A general spectral solver for the axisymmetric Jeans equations: fast galaxy modelling with arbitrary anisotropy
Michele Cappellari
TL;DR
This paper addresses the computational bottleneck in axisymmetric Jeans modelling by introducing a general spectral solver that can handle arbitrary anisotropy $\beta(r,\theta)$. The method solves directly for the radial velocity dispersion $\bar v_r^2$ on a logarithmic grid using Chebyshev collocation, and enforces asymptotic behavior via a Robin boundary condition, enabling exponential convergence with modest grid sizes. It recovers intrinsic moments with sub-percent accuracy and is orders of magnitude faster than traditional high-accuracy quadratures, with implementation designed for GPUs and integration into the JamPy package.

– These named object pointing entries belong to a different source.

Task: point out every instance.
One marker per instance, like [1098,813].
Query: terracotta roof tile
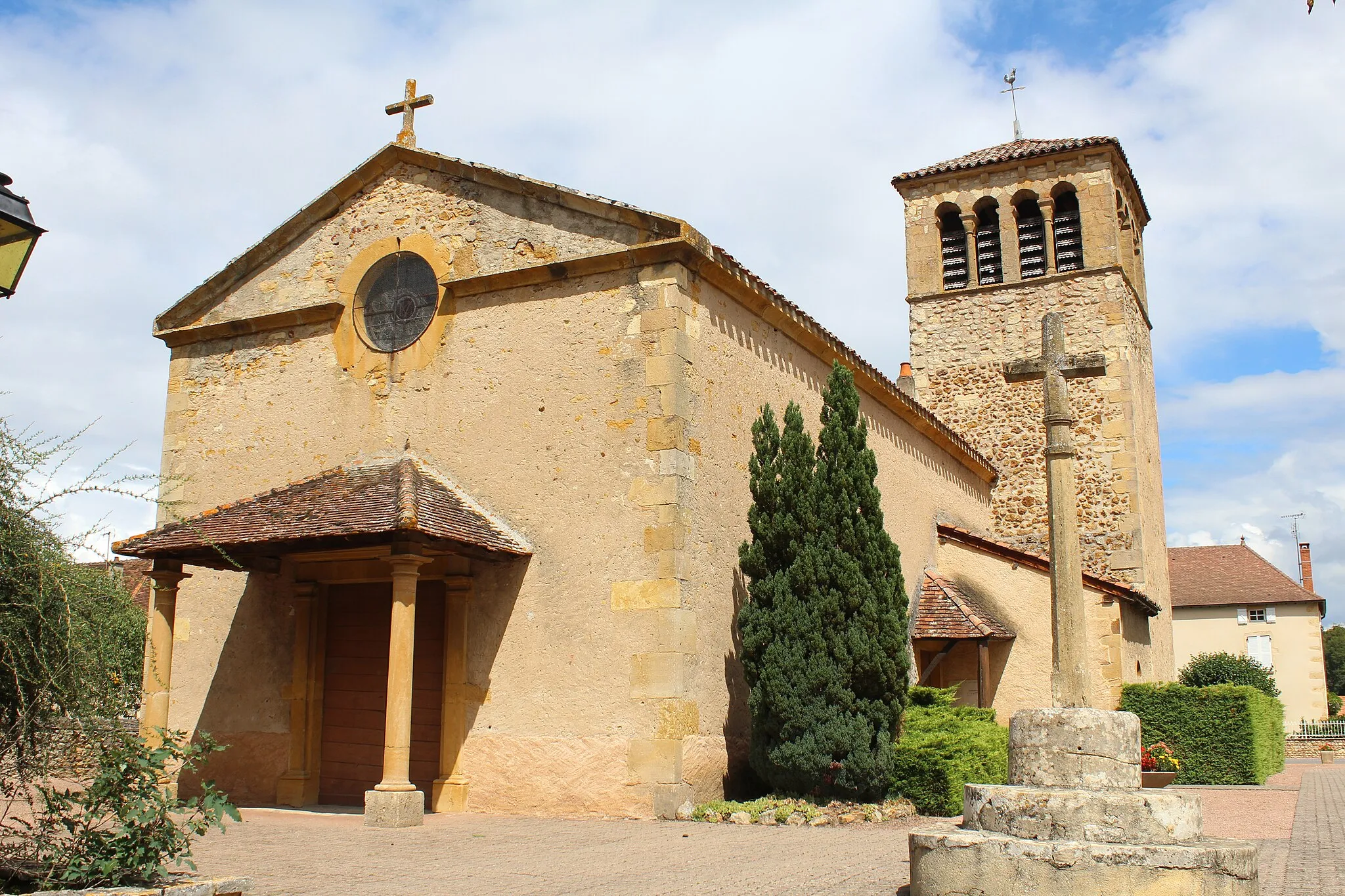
[389,496]
[1225,574]
[1012,151]
[946,612]
[1043,563]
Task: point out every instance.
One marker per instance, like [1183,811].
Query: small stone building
[1229,599]
[455,473]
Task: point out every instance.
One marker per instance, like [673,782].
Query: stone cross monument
[1074,817]
[408,106]
[1071,677]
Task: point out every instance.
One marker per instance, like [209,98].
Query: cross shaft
[408,106]
[1071,676]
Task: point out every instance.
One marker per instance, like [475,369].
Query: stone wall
[959,343]
[1296,748]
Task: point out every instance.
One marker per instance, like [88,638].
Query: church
[455,476]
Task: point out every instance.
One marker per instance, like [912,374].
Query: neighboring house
[1228,598]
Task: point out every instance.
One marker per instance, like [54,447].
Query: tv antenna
[1298,551]
[1012,77]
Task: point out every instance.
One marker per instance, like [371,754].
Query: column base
[395,807]
[290,789]
[449,796]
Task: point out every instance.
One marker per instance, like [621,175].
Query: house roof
[1227,574]
[1043,563]
[386,498]
[1019,151]
[666,238]
[330,203]
[946,612]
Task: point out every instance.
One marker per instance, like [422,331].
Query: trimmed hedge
[944,747]
[1222,734]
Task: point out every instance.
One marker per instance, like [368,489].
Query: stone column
[450,790]
[395,802]
[1048,230]
[158,670]
[292,786]
[970,223]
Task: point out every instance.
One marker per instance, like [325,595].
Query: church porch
[378,565]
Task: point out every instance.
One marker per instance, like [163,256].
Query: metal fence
[1324,729]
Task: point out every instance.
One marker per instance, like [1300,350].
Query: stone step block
[1075,747]
[1106,816]
[947,860]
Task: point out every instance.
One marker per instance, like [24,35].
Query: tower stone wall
[962,337]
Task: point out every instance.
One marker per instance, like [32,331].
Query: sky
[159,140]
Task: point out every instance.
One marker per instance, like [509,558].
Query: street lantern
[18,234]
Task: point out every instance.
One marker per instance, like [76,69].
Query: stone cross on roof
[408,106]
[1071,677]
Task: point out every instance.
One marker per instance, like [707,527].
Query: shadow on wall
[495,593]
[740,782]
[244,707]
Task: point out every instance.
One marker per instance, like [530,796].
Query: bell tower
[994,241]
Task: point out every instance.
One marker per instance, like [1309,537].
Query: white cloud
[159,141]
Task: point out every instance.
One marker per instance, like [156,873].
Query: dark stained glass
[399,295]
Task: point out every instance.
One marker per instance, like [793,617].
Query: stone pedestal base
[947,860]
[291,789]
[395,807]
[449,796]
[1075,821]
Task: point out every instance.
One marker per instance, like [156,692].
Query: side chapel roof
[1043,563]
[667,238]
[1019,151]
[399,496]
[946,612]
[1225,574]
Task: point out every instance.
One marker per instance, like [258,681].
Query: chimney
[907,381]
[1305,566]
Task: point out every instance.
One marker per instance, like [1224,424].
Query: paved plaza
[1298,820]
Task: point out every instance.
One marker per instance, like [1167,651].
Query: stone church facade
[455,473]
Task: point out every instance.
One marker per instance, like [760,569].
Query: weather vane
[1012,91]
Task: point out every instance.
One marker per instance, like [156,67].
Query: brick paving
[1298,821]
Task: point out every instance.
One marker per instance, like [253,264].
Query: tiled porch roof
[389,498]
[944,612]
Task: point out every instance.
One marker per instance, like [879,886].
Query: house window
[1258,648]
[989,263]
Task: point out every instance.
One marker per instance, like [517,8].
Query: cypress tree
[824,630]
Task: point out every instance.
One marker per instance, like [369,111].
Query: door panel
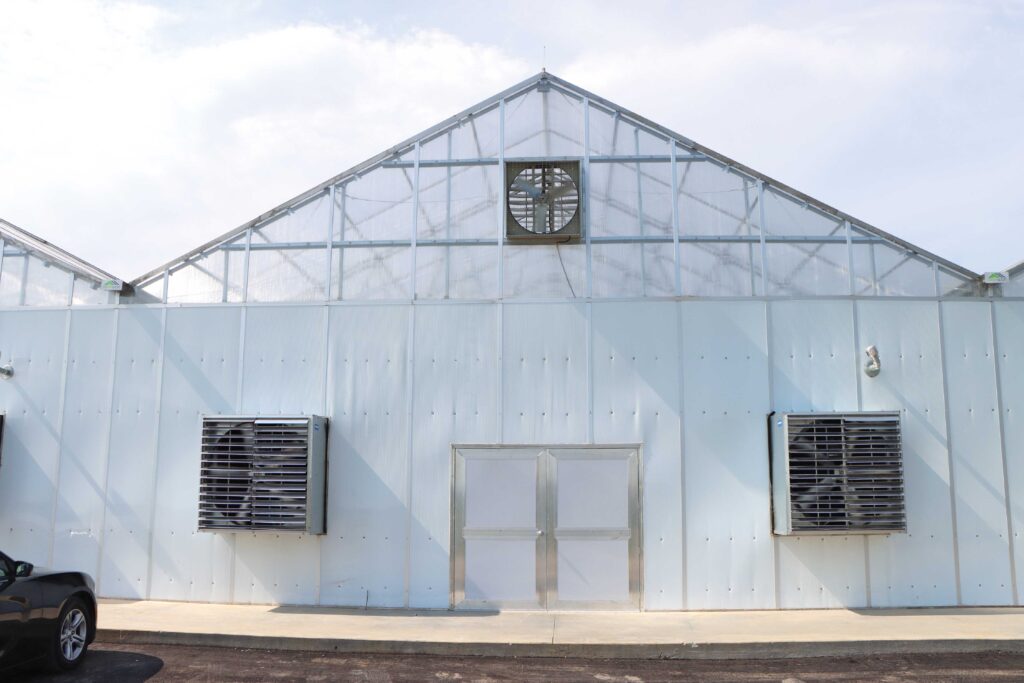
[546,527]
[500,522]
[593,561]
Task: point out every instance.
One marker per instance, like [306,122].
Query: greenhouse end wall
[99,467]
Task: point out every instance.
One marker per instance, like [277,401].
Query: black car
[44,614]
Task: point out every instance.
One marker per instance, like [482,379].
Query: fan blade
[524,186]
[557,191]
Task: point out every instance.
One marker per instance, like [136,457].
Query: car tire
[70,640]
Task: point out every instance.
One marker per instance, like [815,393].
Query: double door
[538,527]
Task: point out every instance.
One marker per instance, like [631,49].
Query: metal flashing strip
[12,235]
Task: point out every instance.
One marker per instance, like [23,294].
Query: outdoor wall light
[873,365]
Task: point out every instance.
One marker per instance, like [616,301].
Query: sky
[131,132]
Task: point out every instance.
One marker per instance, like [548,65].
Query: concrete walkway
[683,635]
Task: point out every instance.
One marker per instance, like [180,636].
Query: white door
[539,527]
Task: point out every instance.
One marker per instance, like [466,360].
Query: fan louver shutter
[844,473]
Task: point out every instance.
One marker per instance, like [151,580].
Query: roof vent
[837,473]
[263,474]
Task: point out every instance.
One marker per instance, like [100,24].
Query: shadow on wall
[99,667]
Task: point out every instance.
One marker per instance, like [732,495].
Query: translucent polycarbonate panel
[715,201]
[544,122]
[900,272]
[863,269]
[617,270]
[236,269]
[952,284]
[659,268]
[459,203]
[545,271]
[786,216]
[46,285]
[459,271]
[476,136]
[308,222]
[89,293]
[1016,285]
[200,281]
[292,274]
[375,272]
[378,206]
[807,268]
[610,134]
[630,199]
[720,268]
[152,291]
[633,269]
[11,279]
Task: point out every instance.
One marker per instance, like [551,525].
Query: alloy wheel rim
[73,631]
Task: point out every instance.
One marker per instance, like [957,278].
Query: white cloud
[129,153]
[130,135]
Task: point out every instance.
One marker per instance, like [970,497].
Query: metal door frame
[546,534]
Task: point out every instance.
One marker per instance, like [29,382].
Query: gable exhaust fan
[543,201]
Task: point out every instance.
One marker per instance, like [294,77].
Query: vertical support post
[100,536]
[25,280]
[59,429]
[341,237]
[245,276]
[640,221]
[748,209]
[502,210]
[675,217]
[1007,501]
[328,240]
[764,243]
[849,257]
[416,216]
[586,196]
[71,287]
[225,276]
[448,222]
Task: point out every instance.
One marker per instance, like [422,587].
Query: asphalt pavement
[134,664]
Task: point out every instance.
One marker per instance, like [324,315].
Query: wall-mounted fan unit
[263,474]
[837,473]
[543,200]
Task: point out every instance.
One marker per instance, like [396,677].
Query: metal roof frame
[10,233]
[544,78]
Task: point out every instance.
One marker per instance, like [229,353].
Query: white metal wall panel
[82,481]
[200,376]
[916,567]
[1010,342]
[815,369]
[132,459]
[729,553]
[456,371]
[34,343]
[282,374]
[974,436]
[636,400]
[365,552]
[544,365]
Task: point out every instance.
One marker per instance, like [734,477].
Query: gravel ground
[130,664]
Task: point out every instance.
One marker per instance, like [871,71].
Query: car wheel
[70,639]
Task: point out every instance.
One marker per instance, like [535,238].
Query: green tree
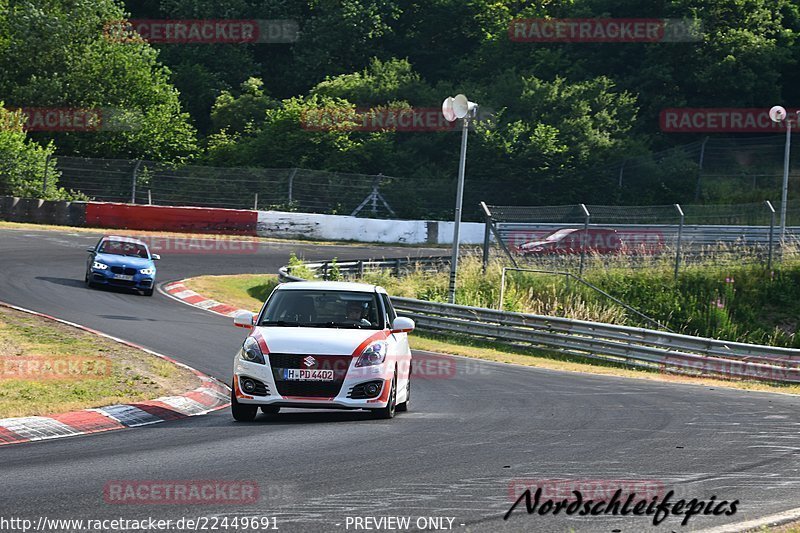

Validations against analytic isotropic solutions and comparisons with JAM_sph show the solver's accuracy across regimes, including high central cusps and varying anisotropy, making it a robust, scalable tool for exploring large parameter spaces in galaxy dynamics.
Abstract
Dynamical modelling is a fundamental tool for measuring galaxy masses and density profiles in the era of large integral-field spectroscopic surveys and Bayesian inference. Solutions based on the Jeans equations are popular due to their robustness and computational efficiency. However, traditional semi-analytic Jeans solvers often require restrictive assumptions about the velocity anisotropy to remain computationally tractable. This paper presents a new spectral solver for the axisymmetric Jeans equations designed to overcome these limitations. I first illustrate, using orbit integrations in realistic potentials, that spherical alignment of the velocity ellipsoid is a physically well-motivated approximation for galaxy modelling. The new method employs a spectral technique to solve the Jeans partial differential equations directly. Two design choices are critical for accuracy and speed: (i) solving for the slowly-varying velocity dispersion rather than the rapidly varying pressure, and (ii) imposing a Robin boundary condition to enforce the asymptotic decay on a finite domain. This formulation supports arbitrary anisotropy distributions beta(r, theta) while simultaneously increasing computational speed by orders of magnitude compared to standard high-accuracy quadratures. Validated against exact analytic benchmarks, the solver recovers intrinsic moments with sub-percent accuracy. The implementation will be included in the public JamPy package and is structured to be optimally suited for massive parallelization on specialized hardware such as GPUs, enabling the rigorous exploration of complex parameter spaces.